Question

I'm currently working on a project that has a number of legacy code elements. In the past they have have been using the brand name in class definitions and resource names. For example (without me using my clients brand name lets use the imaginary brand name of Johnson)

So the current structure looks a bit like this:

Packages and Classes

com.johnson.activities.JohnsonArticleActivity.java
com.johnson.activities.JohnsonArticleMain.java
com.johnson.widgets.JohnsonHorizontalList.java

Resources

res/drawable/johnson_logo.png
res/layouts/johnson_article.xml

My view has always been that you shouldn't be using the brand name of the company using the code base in the code naming.

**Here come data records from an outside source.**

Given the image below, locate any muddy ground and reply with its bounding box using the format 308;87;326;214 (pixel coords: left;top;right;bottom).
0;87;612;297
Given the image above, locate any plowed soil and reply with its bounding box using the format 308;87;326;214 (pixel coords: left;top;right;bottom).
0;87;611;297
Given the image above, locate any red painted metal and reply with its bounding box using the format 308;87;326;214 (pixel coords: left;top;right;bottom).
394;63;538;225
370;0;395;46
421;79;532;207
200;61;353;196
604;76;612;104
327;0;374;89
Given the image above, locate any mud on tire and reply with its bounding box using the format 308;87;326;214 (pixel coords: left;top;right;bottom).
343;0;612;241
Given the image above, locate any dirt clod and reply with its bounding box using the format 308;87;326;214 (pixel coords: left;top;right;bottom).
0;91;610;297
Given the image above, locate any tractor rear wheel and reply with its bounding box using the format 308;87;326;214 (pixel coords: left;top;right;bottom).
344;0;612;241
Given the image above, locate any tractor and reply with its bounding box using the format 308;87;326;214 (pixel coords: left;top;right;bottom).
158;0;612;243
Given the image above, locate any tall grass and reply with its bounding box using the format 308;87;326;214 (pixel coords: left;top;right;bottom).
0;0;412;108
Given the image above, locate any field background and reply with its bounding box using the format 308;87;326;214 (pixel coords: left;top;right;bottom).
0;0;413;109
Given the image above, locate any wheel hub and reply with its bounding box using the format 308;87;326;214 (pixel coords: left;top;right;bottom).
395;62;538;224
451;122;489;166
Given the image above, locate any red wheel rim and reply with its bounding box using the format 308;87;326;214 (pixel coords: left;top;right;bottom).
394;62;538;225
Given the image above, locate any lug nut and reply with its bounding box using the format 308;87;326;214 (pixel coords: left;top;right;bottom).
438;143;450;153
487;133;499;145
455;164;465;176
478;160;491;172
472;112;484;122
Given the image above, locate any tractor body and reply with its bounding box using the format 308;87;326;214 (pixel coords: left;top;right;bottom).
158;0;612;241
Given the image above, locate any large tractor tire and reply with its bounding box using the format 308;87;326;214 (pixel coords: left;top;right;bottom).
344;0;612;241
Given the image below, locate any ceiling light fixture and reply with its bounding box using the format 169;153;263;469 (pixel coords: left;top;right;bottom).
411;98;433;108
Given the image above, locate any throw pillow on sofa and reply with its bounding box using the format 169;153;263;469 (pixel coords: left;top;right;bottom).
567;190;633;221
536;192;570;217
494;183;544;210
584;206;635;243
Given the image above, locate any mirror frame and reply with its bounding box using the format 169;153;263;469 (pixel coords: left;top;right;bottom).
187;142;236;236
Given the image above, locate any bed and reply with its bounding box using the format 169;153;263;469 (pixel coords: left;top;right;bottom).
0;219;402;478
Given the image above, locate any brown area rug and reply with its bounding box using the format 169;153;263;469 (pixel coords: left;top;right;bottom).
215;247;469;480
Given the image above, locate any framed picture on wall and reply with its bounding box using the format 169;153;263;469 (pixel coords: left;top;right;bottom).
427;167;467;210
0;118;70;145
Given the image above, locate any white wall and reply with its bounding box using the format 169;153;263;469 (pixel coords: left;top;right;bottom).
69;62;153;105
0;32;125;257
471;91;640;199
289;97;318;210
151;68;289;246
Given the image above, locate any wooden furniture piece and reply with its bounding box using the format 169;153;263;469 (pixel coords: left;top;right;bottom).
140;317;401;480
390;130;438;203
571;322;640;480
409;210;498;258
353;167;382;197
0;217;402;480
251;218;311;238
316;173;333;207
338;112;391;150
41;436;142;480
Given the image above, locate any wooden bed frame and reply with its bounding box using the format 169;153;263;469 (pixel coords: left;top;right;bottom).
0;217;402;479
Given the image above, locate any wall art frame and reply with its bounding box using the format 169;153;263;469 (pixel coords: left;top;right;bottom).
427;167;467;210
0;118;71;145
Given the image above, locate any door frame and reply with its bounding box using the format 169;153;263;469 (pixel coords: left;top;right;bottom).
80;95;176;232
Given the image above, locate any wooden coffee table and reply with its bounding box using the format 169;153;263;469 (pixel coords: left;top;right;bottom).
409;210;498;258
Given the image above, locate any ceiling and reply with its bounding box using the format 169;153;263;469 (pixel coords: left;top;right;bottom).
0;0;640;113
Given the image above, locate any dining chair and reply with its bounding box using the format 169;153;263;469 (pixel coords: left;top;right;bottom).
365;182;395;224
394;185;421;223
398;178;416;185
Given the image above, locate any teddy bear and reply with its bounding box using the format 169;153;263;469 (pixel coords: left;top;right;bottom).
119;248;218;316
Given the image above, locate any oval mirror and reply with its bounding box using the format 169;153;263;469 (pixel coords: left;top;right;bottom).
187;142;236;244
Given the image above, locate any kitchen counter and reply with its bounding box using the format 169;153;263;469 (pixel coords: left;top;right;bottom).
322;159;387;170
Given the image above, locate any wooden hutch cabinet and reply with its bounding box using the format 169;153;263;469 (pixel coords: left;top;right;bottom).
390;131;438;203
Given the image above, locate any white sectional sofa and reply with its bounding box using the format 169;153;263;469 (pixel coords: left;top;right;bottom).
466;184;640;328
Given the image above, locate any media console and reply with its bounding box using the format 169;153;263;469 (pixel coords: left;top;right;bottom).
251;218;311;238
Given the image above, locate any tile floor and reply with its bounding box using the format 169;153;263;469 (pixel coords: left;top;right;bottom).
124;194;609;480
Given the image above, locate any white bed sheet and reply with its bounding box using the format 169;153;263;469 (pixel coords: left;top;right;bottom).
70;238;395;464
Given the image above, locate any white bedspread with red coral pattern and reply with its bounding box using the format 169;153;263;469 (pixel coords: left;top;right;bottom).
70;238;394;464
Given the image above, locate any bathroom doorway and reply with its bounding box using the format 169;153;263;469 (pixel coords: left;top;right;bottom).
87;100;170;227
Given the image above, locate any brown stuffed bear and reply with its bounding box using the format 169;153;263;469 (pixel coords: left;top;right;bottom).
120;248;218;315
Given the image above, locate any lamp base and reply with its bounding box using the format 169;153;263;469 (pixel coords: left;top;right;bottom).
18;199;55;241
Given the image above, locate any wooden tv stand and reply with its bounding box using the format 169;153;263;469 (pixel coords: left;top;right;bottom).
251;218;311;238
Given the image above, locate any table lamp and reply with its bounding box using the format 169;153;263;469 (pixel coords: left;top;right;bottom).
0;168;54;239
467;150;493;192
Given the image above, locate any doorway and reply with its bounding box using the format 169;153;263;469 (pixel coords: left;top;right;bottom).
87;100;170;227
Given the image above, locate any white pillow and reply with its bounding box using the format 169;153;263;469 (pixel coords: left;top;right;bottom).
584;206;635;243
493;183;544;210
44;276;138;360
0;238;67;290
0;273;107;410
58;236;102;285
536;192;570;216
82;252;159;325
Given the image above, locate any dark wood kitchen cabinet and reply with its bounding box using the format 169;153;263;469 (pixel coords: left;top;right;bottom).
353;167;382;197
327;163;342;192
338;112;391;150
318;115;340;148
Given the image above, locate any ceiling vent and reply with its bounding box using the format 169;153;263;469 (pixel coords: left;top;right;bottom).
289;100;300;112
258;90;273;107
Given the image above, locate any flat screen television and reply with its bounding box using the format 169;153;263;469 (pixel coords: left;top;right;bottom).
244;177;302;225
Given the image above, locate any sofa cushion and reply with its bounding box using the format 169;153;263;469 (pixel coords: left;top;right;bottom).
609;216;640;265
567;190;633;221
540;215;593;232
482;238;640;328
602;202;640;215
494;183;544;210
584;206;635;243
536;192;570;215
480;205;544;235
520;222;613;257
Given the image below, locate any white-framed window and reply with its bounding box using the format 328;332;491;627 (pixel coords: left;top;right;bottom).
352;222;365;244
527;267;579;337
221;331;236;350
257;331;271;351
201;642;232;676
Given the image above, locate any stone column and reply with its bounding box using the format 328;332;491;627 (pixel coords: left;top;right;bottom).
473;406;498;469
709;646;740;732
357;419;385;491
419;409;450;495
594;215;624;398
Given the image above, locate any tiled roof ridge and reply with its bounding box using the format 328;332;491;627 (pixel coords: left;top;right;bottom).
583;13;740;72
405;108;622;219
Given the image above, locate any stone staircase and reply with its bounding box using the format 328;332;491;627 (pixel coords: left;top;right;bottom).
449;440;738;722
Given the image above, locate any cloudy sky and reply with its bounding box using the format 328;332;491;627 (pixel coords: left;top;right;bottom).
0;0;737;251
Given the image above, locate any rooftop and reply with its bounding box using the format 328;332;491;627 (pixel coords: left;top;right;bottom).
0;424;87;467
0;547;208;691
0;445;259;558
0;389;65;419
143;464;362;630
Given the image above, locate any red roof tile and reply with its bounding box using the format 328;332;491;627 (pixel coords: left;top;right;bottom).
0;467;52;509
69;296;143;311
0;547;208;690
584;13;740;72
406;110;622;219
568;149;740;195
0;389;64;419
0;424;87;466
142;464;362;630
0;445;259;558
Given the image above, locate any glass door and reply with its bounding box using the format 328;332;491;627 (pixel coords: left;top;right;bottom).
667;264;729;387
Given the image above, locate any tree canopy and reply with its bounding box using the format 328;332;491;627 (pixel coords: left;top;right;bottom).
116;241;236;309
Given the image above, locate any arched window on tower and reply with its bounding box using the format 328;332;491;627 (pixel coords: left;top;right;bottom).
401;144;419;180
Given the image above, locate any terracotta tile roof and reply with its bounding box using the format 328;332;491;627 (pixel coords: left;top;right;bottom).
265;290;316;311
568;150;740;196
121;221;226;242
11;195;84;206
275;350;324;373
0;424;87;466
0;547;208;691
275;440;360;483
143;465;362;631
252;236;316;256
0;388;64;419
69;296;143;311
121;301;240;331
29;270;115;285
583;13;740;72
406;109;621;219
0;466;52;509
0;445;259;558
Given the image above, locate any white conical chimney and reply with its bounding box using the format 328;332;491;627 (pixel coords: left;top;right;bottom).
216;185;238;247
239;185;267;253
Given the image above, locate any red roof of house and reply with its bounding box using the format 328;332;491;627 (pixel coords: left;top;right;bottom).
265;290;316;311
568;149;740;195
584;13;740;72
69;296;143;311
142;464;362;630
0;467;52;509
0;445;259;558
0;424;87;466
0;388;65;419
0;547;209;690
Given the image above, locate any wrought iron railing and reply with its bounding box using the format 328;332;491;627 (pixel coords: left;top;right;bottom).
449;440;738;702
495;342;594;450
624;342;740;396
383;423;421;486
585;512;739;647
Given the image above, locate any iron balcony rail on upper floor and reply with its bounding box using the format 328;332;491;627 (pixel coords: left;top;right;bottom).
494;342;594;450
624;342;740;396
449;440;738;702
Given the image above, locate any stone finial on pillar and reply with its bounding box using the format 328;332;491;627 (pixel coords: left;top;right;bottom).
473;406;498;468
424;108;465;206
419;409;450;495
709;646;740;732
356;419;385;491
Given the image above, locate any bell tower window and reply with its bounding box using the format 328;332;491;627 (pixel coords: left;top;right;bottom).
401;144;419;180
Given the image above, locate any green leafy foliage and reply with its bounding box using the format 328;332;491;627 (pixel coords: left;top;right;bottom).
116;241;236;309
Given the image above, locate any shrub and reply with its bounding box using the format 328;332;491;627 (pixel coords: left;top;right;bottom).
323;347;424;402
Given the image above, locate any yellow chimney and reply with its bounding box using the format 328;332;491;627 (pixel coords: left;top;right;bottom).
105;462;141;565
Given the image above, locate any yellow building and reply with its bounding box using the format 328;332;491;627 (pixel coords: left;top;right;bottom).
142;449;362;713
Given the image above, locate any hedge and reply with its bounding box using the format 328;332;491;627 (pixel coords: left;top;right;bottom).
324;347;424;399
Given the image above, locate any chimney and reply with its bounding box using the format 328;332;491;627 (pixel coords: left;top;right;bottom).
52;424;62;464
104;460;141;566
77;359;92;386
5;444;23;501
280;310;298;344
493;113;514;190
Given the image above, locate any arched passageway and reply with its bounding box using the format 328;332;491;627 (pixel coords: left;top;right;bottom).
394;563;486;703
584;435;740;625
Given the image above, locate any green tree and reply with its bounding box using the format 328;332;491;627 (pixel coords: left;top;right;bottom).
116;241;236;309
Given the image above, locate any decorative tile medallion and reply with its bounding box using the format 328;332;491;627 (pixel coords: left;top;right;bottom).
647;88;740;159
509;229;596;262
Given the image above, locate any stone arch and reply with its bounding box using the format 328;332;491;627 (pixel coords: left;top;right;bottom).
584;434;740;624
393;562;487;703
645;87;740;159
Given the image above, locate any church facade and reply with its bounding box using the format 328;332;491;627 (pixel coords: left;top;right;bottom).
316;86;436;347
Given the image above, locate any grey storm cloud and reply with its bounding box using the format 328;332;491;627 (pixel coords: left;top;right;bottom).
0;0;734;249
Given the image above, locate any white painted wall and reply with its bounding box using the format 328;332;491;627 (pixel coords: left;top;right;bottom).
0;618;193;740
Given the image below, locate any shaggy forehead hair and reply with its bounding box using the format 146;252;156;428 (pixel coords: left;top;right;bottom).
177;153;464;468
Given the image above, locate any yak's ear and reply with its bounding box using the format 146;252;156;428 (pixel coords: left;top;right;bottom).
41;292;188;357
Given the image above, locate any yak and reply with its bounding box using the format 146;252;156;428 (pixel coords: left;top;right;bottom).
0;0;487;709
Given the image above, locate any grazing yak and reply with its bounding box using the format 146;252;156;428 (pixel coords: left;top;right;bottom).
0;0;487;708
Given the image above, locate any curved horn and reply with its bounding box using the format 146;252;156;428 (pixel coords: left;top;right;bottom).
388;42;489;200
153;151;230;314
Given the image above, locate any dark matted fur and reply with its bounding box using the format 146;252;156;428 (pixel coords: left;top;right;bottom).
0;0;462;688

This comes down to code reusability mainly, but I want to know if there is any other arguments (coding standards) for not using the company name in the code. I've never seen anyone do it. And I can't find any articles or blogs on the subject.

Anyone seen this been done? or have any thoughts about it?

Was it helpful?

Solution

This seems overly redundant, especially if their name is in the package name. I don't see any benefits of adding their name to every single file. It's just going to make file names, class names, etc. longer and you'll have to mentally ignore the first word of every class name to see the class's real name. I wouldn't recommend this at all.

The only time I would add such information is if I have two similar classes, one for company A and one for company B (or replace company with library, etc.), which would cause need for such a distinction.

OTHER TIPS

Since the package already contains the company name i see no point in prepending it to your class names unless you need that to distinguish your classes from classes of other libraries.